Los aplausos indican que dos de los hombres más importantes en mi vida han llegado. Miro con una sonrisa cuando la cabellera castaña oscura de mi padre aparece en mi campo de visión junto a la cabellera de mi hermano, que varía entre castaño y rubio, sin duda su cabello es genial, genial como él.
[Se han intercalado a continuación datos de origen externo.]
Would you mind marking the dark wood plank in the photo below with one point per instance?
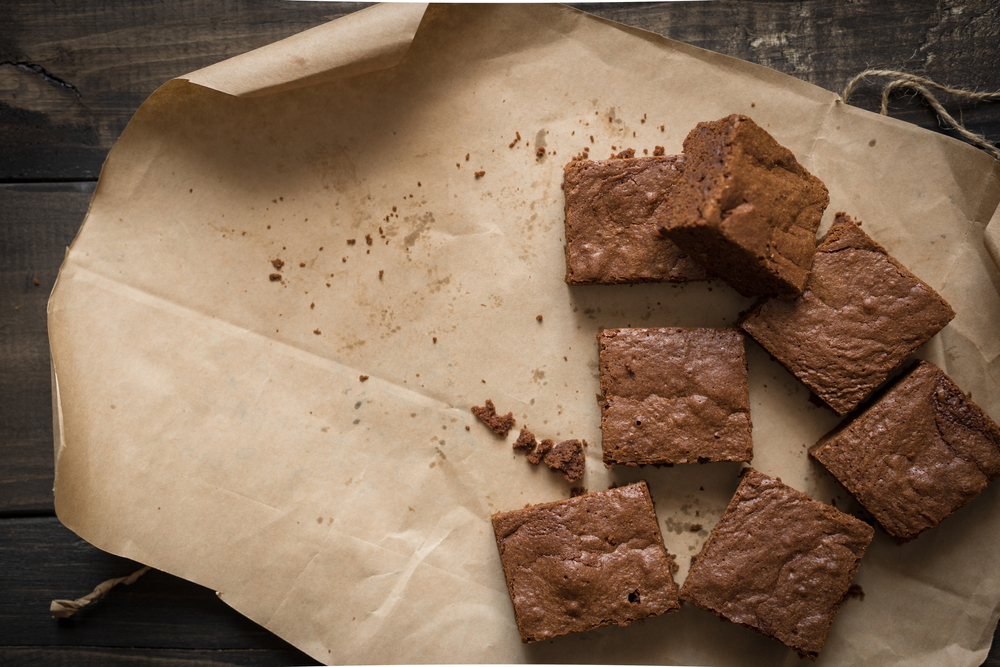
(954, 42)
(37, 223)
(73, 73)
(74, 77)
(42, 561)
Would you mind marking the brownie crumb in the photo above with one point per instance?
(567, 457)
(535, 457)
(525, 441)
(500, 425)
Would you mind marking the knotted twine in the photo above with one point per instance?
(66, 608)
(923, 86)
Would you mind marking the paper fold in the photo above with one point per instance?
(365, 41)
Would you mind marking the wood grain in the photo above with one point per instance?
(157, 612)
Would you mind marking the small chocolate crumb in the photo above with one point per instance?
(500, 425)
(525, 441)
(541, 450)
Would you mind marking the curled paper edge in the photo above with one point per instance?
(992, 237)
(66, 608)
(366, 41)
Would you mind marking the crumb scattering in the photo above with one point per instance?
(500, 425)
(535, 457)
(525, 441)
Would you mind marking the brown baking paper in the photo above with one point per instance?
(215, 421)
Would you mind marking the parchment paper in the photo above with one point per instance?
(213, 422)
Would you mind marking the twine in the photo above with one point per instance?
(923, 86)
(66, 608)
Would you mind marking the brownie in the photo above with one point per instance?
(567, 458)
(585, 562)
(778, 562)
(861, 315)
(671, 395)
(915, 455)
(745, 208)
(611, 233)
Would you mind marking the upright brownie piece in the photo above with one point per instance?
(745, 208)
(861, 315)
(611, 233)
(917, 454)
(674, 396)
(585, 562)
(778, 562)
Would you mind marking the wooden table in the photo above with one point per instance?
(72, 74)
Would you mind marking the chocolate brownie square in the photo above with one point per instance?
(672, 395)
(611, 233)
(861, 315)
(778, 562)
(745, 208)
(915, 455)
(585, 562)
Me levanto con la elegancia que gracias a las clases de mi madre poseo. Varias personas saludan a papá y hay algo más en este festejo. Es su cumpleaños. Mamá sale entre las personas con una sonrisa y los ojos cristalinos para abrazarlo y luego besarlo. Todos gritan de manera eufórica y yo me acerco, mi padre me ve y susurrándole algo a mamá la aparta, como una niña consentida me lanzo a los brazos de papá.
—Mi pequeña rubia —susurra en mi oído, una sonrisa de felicidad se posa en mis labios. Papá sabe cómo mimarme.
—Te extrañé —confieso besando su mejilla.
—El sentimiento es mutuo —me aparto de papá y me acerco a Duncan quien tiene los brazos cruzados a la altura de su pecho mirándome con esos ojos verdes que mamá nos regaló.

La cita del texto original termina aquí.